Joe: You’re absolutely right. I don’t think there is a deep or keen awareness of this in the IT provider space, at least not yet. But we would certainly benefit from that, because obviously it directly impacts the effectiveness and the usability of a system.
AM: Yeah so let’s get on that man, let’s make a podcast about it! That’s what we’re doing!
If your organization needs someone who can be an advocate for the patient from the inception of the project through implementation and user testing, contact me at health communication partners.com. I’ll help you bridge that language gap between health experts, and IT experts, and patients! Because this is about being very clear and ensuring that there are shared meanings.
Now many of our listeners are not folks who are going to be making or designing these tools. And I always like to end with something that folks can do today. So, Joe, do you have any suggestions for our audience? Something to do or to keep in mind when it comes to digital health tools that they might be using?

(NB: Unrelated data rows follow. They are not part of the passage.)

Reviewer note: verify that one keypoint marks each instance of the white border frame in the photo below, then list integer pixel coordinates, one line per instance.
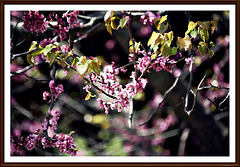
(137, 159)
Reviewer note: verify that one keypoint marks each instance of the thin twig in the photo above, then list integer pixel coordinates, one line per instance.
(188, 88)
(183, 140)
(19, 72)
(163, 98)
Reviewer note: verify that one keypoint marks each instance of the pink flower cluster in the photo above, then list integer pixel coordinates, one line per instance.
(34, 22)
(64, 143)
(72, 19)
(61, 28)
(55, 90)
(109, 83)
(149, 17)
(32, 141)
(54, 116)
(158, 64)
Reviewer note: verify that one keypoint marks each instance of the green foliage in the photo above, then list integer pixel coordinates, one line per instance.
(31, 57)
(184, 43)
(191, 26)
(158, 22)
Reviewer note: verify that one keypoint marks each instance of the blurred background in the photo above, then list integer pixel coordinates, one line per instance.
(170, 132)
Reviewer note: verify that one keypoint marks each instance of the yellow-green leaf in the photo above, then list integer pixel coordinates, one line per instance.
(214, 27)
(31, 59)
(204, 34)
(184, 43)
(165, 50)
(191, 26)
(173, 51)
(204, 25)
(153, 38)
(202, 48)
(123, 22)
(158, 22)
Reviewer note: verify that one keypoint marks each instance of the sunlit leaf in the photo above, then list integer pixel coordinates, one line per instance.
(173, 51)
(202, 48)
(34, 43)
(159, 21)
(165, 50)
(184, 43)
(191, 26)
(163, 28)
(204, 34)
(194, 33)
(211, 44)
(214, 27)
(153, 38)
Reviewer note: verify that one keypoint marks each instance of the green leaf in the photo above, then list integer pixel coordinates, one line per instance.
(159, 21)
(214, 27)
(204, 25)
(94, 64)
(202, 48)
(184, 43)
(194, 33)
(211, 53)
(37, 52)
(173, 51)
(153, 38)
(52, 56)
(191, 26)
(163, 28)
(165, 50)
(123, 22)
(82, 68)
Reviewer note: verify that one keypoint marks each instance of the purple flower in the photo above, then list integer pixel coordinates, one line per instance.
(34, 22)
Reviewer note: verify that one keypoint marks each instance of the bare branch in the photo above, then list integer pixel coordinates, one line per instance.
(183, 140)
(22, 71)
(163, 98)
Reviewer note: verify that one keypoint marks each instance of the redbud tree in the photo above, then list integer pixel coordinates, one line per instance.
(119, 83)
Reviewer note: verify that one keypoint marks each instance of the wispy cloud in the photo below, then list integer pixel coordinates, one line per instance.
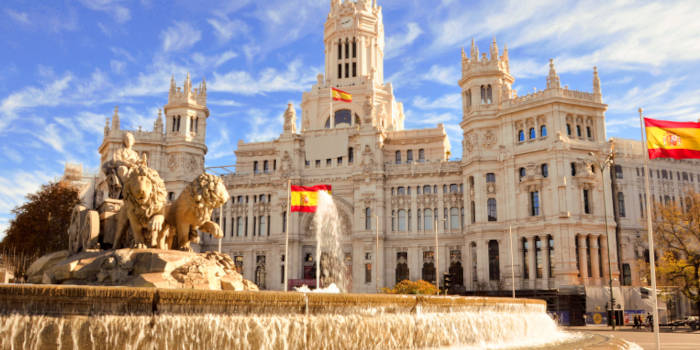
(114, 8)
(29, 97)
(180, 36)
(225, 28)
(449, 101)
(395, 44)
(294, 78)
(18, 16)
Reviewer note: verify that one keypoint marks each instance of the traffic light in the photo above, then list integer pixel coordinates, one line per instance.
(447, 281)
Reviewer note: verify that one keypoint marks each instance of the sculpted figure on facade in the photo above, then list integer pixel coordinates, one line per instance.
(290, 119)
(192, 211)
(143, 209)
(117, 169)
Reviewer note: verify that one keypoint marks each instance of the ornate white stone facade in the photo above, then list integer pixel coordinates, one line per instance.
(525, 166)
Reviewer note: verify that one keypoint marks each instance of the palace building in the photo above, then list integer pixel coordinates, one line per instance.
(526, 169)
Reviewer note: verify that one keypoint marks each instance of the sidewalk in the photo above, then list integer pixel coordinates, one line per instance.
(679, 339)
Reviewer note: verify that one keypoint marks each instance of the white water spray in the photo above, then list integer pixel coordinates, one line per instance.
(330, 267)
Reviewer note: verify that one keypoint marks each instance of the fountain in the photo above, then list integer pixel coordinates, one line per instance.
(199, 301)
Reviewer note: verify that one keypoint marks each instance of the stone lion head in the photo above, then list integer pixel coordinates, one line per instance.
(144, 192)
(208, 192)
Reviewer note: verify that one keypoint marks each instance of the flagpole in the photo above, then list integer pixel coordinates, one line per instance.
(221, 227)
(652, 260)
(512, 264)
(376, 257)
(286, 236)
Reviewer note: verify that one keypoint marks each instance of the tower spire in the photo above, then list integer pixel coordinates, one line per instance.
(552, 78)
(494, 50)
(115, 119)
(596, 82)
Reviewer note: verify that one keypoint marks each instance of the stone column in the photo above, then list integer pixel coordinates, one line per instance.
(595, 260)
(583, 259)
(531, 262)
(604, 256)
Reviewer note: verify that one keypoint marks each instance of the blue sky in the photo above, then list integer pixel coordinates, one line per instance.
(66, 64)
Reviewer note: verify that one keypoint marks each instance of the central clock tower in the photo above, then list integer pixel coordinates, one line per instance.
(354, 62)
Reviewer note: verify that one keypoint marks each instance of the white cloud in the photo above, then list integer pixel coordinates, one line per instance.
(396, 43)
(18, 16)
(120, 13)
(449, 101)
(263, 127)
(180, 36)
(225, 28)
(48, 95)
(444, 75)
(295, 78)
(117, 66)
(12, 154)
(14, 187)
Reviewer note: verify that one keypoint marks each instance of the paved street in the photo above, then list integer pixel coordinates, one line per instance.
(681, 339)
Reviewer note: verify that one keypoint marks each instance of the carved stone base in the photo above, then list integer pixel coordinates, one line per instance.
(141, 268)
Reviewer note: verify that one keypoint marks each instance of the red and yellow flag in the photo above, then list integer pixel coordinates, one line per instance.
(340, 95)
(678, 140)
(305, 199)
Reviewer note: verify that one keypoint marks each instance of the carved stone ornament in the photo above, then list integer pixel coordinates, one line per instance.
(489, 139)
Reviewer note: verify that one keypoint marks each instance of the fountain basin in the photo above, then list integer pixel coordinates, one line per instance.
(48, 316)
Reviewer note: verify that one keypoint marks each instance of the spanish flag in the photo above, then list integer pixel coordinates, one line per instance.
(678, 140)
(340, 95)
(305, 199)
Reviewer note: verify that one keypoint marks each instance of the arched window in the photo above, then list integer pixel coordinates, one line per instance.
(402, 220)
(621, 204)
(454, 219)
(343, 118)
(428, 219)
(368, 218)
(550, 249)
(526, 266)
(494, 263)
(473, 253)
(534, 203)
(491, 209)
(539, 264)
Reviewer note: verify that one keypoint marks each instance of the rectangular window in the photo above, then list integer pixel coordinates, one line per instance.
(368, 272)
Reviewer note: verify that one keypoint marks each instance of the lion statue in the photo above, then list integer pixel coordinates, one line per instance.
(192, 209)
(143, 209)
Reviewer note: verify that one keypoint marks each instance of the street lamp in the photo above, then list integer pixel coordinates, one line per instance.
(602, 165)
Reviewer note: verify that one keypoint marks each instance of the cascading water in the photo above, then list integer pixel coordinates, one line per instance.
(329, 254)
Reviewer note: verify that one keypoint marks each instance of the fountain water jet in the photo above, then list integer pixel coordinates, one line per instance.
(329, 254)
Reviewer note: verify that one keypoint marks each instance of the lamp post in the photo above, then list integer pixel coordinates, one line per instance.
(602, 165)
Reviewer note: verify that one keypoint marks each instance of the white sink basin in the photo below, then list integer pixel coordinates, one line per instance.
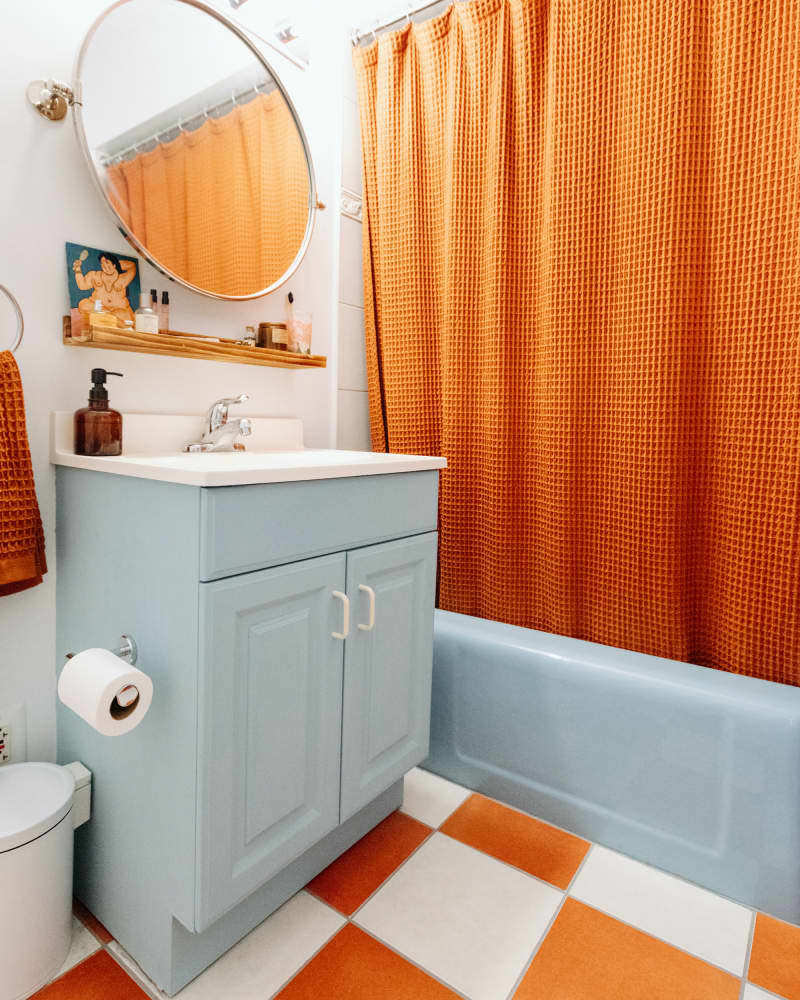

Joe: Yeah, specific to this topic that we’ve been discussing, keep your eyes open for any terms in an app or a system that could be interpreted in multiple ways. Have the terms been clearly defined, maybe in the help section? Are there resources, like a help request or ticket you could raise, that can help clarify the terms so that the data can be collected and/or used with more confidence and clarity.
AM: That’s cool again getting back to these shared meanings and shared understandings, so that things work the way they’re supposed to work.
Joe: Right, exactly.
AM: Cool. I’ll go ahead and put in from my perspective about being critical consumers of data that are going to result from these tools. Keep in mind that everything else you know about an individual or group. Keep those things in mind and read the data you’re getting in relation to all of this that you know. Remember that because something is quantified doesn’t mean it’s objective.
This has been 10 minutes to better patient communication.